- Born: 1973 (age 52–53)
- Occupation: Fashion designer
- Years active: 2012–present
- Website: http://www.karalaricks.com/

= Kara Laricks =

American fashion designer (born 1973)

Kara Laricks is an American fashion designer. Laricks was the season one winner of Fashion Star.

==Personal life==

Kara Laricks was a fourth grade elementary school teacher for ten years before she quit to become a fashion designer. She loved design as a child and chose to become a teacher because it was a "safe career." Laricks lives and works in New York, New York. Laricks attended the Academy of Art University and graduated in 2008. Laricks is a lesbian who hid her orientation whilst a schoolteacher but remained out personally. She came out publicly on national television during the first season of Fashion Star. She stated she was nervous about coming out on television.

==Professional life==

===Design aesthetic===

Laricks' design aesthetic is very contemporary with men's fashion influences. Laricks cites designer Yohji Yamamoto as her "design idol." She finds influence in Yamamoto's "minimalistic color palette and the avant garde cut of his designs." Her other favorite designers are Yves Saint Laurent and Jil Sander. She also cites actor Tilda Swinton as a style hero. Laricks has described her design aesthetic as "modern-day Annie Hall meets a Japanese street style."

====Fashion Star====

As a designer, Laricks has been described as having a "unique perspective," by H&M fashion buyer Nicole Christie.
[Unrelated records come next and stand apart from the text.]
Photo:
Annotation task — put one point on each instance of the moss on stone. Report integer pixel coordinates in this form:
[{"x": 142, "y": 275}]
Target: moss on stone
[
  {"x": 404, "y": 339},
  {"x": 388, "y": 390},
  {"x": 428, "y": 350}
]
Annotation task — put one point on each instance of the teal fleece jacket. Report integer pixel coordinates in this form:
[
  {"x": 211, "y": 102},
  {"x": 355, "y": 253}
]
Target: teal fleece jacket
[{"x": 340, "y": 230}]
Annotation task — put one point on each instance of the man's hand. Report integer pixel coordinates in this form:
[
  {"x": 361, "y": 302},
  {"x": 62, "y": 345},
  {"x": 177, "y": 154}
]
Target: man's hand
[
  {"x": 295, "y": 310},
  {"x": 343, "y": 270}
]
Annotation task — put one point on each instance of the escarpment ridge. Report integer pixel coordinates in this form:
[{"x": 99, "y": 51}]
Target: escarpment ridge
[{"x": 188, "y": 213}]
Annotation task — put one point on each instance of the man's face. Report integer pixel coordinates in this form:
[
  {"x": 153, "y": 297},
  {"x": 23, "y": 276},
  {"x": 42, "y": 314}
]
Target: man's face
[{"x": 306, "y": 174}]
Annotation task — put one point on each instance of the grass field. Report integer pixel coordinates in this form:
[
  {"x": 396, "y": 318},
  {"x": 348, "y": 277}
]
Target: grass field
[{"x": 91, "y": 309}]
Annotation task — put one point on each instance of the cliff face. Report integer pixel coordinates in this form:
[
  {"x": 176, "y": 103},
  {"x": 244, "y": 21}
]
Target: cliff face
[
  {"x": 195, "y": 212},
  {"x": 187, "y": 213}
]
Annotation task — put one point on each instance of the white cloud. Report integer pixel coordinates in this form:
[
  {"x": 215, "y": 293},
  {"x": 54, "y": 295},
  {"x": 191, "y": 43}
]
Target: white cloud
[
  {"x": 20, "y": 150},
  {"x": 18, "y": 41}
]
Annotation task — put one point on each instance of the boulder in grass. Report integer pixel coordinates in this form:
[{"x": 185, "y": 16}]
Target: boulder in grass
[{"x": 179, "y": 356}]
Her first round of designs during the first episode of Fashion Star featured her signature men's tie, which was made from the collars of men's dress shirts. Laricks designed only ties and was almost eliminated from the show. Saks Fifth Avenue fashion buyer Terron Schaefer questioned whether she was a "one trick pony," which was challenged after the second episode and Larick designed a drape-tie dress which resulted in a bidding war between the programs buyers.

In the final episode of Fashion Star, Laricks introduced a pair of drop crotch pants, similar to harem pants, which Rolling Stone described as "a bit too contemporary." Designer John Varvatos called them "too crotchety." After presenting three capsule collections to buyers from H&M, Macy's and Saks Fifth Avenue, Jessica Simpson responded that Laricks challenged "every woman to step outside the box." This outsider design style lends Laricks to being considered a specialty designer. Laricks won the first season of the reality-contest program. Rolling Stone credited the show with embracing an "unconventionial" designer and applauded the buyers, especially Macy's, for thinking outside the box and awarding Laricks. Laricks was awarded a grand prize of $6 million of purchases by Macy's, H&M and Saks Fifth Avenue.

Boston Globe fashion critic Rachel Raczka calls Laricks' geometric prints "awkward," while contrasting Laricks' day-to-night workwear as "luxurious."